Uchwałę dotyczącą obowiązkowego czipowania psów wodzisławscy radni przyjęli w kwietniu 2010 r. przy jednym głosie sprzeciwu. Nowe przepisy miały uporządkować sprawę bezpańskich czworonogów, a także spowodować lepszą ściągalność opłaty za psa. W ubiegłym roku wynosiła ona 72 zł dla mieszkańców bloków i 48 dla wodzisławian z domków jednorodzinnych. Przed wyborami samorządowymi opłatę obniżono. Teraz wszyscy płacą równo – po 36 zł.
Mandat nawet 500 zł
Akcja czipowania ruszyła we wrześniu ubiegłego roku. Do końca listopada była bezpłatna (teraz należy zapłacić weterynarzowi ok. 60 zł). Prezydent liczył, że zgłosi się ok. 3 tys. właścicieli czworonogów. Obecnie liczba oznakowanych psów wynosi 1738. W myśl wprowadzonych przepisów psa oznakować powinien każdy, o ile jego pupil ma więcej niż 6 miesięcy. Właściciel psa ma także obowiązek zgłaszać zmiany w „życiorysie” czworonoga (jego śmierć czy zaginięcie). Za uchylanie się od tych obowiązków grozi mandat. Nawet 500 zł. – Strażnicy miejscy przeprowadzili w tym roku 247 kontroli posesji. W 16 przypadkach okazało się, że znajdujący się na niej pies nie jest zaczipowany. W pięciu przypadkach nałożono mandat, zaś w 11 zakończyło się upomnieniem – informuje Barbara Chrobok, rzecznik prasowy Urzędu Miasta w Wodzisławiu.
Bez podstawy prawnej
Rzecznik Praw Obywatelskich uważa, że obowiązek trwałego znakowania oraz tworzenia specjalnego rejestru psów nie mieści się w granicach umocowania ustawowego. Zastrzeżenia te jego zdaniem odnoszą się także do zobowiązania właścicieli psów do zgłaszania wszelkich zmian o stanie posiadania psa. Dodatkowo, wprowadzenie takiego wymogu oznacza w praktyce zobowiązanie obywateli do udostępnienia swoich danych osobowych bez podstawy prawnej.

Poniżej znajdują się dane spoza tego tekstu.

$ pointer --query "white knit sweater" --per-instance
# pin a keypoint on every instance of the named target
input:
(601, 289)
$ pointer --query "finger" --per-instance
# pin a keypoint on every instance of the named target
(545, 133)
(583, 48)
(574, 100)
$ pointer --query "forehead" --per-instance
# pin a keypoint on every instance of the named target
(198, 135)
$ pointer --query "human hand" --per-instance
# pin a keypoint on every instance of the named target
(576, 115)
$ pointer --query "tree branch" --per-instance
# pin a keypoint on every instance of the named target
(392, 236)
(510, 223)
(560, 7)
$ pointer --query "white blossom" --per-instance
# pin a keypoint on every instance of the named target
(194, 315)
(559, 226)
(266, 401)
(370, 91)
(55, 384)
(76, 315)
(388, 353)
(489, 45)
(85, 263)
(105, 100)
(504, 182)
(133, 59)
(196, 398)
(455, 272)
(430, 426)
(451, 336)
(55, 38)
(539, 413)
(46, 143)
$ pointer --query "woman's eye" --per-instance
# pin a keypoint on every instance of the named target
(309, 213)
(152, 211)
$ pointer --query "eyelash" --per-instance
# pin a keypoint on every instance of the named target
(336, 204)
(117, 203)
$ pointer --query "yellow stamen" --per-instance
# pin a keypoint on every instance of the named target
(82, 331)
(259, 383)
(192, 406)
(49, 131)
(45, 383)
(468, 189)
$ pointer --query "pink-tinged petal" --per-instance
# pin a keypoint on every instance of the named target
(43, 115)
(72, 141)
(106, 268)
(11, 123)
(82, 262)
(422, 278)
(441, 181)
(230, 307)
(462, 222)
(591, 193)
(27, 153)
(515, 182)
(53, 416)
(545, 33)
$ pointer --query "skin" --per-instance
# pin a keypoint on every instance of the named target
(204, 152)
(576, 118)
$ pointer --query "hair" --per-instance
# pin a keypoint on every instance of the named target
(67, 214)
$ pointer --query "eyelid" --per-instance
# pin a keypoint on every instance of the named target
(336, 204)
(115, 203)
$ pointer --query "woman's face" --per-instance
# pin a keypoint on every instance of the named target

Uchwały dotyczące obowiązkowego czipowania psów podjęły wcześniej władze Szczecina i Wrocławia. Po interwencji Rzecznika Praw Obywatelskich obie uchylono. Ta z Wodzisławia wprowadza identyczny obowiązek. – Rzecznik zajął się już tą sprawą - mówi Katarzyna Łakoma, dyrektor Zespołu Prawa Administracyjnego i Gospodarczego w Biurze rzecznika Praw Obywatelskich w Warszawie.
Mieczysław Kieca, prezydent Wodzisławia, jako autor projektu uchwały oparł się na art. 4 ustawy z 13 września 1996 r. o utrzymaniu czystości i porządku w gminach. W dokumencie nie ma zapisów mówiących o możliwości wprowadzenia obowiązkowego wszczepiania mikroczipów. Jest mowa jedynie o obowiązku właścicieli psów co do ochrony przed zagrożeniem lub uciążliwością dla ludzi oraz przed zanieczyszczeniem terenów przeznaczonych do wspólnego użytku. Stąd m.in. urzędnicy broniący uchwały przekonywali, że jest ona elementem dbania o bezpieczeństwo mieszkańców. Dostęp do informacji zawartych w bazie danych ma m.in. pogotowie ratunkowe. Są przydatne m.in. w przypadkach pogryzienia człowieka przez psa. Wiadomo niemalże natychmiast, czy był szczepiony.
Z pewną taką nieśmiałością
Już na etapie przygotowania projektu uchwały zarówno prezydent i Tadeusz Dragon, naczelnik Wydziału Ochrony Środowiska Urzędu Miasta w Wodzisławiu nie kryli obaw. Nie byli pewni, czy uchwała zostanie zaakceptowana przez nadzór prawny wojewody. Prawnicy Urzędu Wojewódzkiego w Katowicach nie wnieśli zastrzeżeń i uchwała weszła w życie. Od tego czasu znakowanie psów jest obowiązkowe. – Skoro wojewoda zaakceptował uchwałę, to oznacza dla nas, że jest ona zgodna z prawem – mówi Mieczysław Kieca, prezydent Wodzisławia.
– Nie wszczęliśmy postępowania nadzorczego, co nie zamyka drogi do uchylenia tej uchwały. Można ją zaskarżyć do wojewódzkiego sądu administracyjnego, który rozstrzygnie, czy jest ona zgodna z prawem – mówi Katarzyna Kuczyńska z biura prasowego Urzędu Wojewódzkiego w Katowicach.
Ukarani będą mogli pozwać miasto
Jeśli wodzisławska uchwała zostanie uchylona, mieszkańcy ukarani mandatem za brak czipu będą mogli dochodzić swoich praw w sądzie.